There are lots of ways to do most jobs, and the number of materials to choose from grows steadily. The owner or shipwright is left with the decision of employing the right combination of, preparation tools and techniques to complete the job.

Before sanding or stripping wood protect the adjacent area with masking tape. Bright work that is in fair to good condition will show no signs of checking cracking or peeling. The surface should be washed first with mild soap or a teak cleaner, then sand with 320-grit paper. Clean your work and the surrounding area with a vacuum. Removing any remaining dust from the surface wiping lightly with tack rag, a lint free rag dampened with solvent will also work. Replace any masking tape that has been damaged by sanding. You may not be able to tell by looking what type of varnish was used last. Using the wrong type of varnish may cause pealing and blistering of the old varnish. To find out what finish material has been used on the boat, wet a rag with acetone and let it stand on some non-conspicuous area for five to ten minutes.
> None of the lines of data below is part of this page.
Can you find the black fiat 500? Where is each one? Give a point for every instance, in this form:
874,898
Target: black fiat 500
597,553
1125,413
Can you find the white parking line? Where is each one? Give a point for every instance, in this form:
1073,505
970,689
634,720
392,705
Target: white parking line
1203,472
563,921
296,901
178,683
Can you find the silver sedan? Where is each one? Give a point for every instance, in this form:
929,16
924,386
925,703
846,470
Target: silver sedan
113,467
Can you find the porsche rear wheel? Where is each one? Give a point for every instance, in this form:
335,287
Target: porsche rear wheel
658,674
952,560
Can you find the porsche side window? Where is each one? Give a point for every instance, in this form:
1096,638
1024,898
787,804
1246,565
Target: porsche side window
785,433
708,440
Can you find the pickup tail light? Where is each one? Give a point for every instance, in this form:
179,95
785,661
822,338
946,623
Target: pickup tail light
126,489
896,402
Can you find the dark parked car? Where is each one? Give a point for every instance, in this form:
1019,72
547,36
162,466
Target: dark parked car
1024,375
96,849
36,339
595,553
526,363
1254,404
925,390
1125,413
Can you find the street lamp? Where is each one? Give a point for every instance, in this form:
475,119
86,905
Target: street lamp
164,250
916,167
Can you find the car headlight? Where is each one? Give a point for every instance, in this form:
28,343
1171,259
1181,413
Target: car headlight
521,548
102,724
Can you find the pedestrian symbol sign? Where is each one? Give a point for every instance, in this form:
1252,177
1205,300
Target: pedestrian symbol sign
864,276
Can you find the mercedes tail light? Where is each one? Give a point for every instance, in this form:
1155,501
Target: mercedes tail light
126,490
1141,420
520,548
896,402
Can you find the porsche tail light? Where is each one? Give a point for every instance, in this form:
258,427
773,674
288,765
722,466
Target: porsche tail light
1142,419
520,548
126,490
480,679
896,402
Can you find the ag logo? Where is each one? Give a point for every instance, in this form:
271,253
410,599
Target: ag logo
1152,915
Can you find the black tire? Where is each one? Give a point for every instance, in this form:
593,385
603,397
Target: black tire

If the finish is two-part epoxy it will remain hard, if the finish has softened you have a single component product.

Bright work showing any discoloration, lifting, cracking or peeling must be removed completely. Here is a way to save some time and money, varnish built up may be softened with a heat gun and removed using a cabinet scraper. Follow up with paint stripper then scrubbing with bronze wool. Sand with 220 then 320-grit papers, clean the area with a vacuum and wipe the surface gently with a tack rag. Replace any masking tape that has been damaged by your work.

Varnish that has penetrated deep into the wood grain can be removed by sanding with 60 or 80 grit paper to remove the initial surface. Then applying a stripper, wrap the area in tinfoil and allowed this to stand in the shade a couple of hours this will slow evaporation. The stripper will pull the varnish up from the wood grain where it may be easily removed. Paint stripper has a tendency to raise the wood grain, so sanding with successively finer grit sandpaper i.e. 120 then 220 finally 320 grit will be necessary to restore a smooth surface to the wood. After completing the stripping and sanding of brightwork., I remove any damaged masking tape and replace it with new tape. Clean the area with a vacuum, then tack rag the surface I intend to varnish.

Preparation of the wood surface is important being the foundation on which your skill is revealed. “It is good to take care in the beginning and near the end. If near the end we rush we risk spoiling our careful work of the beginning” Lao-tzu 500 BC.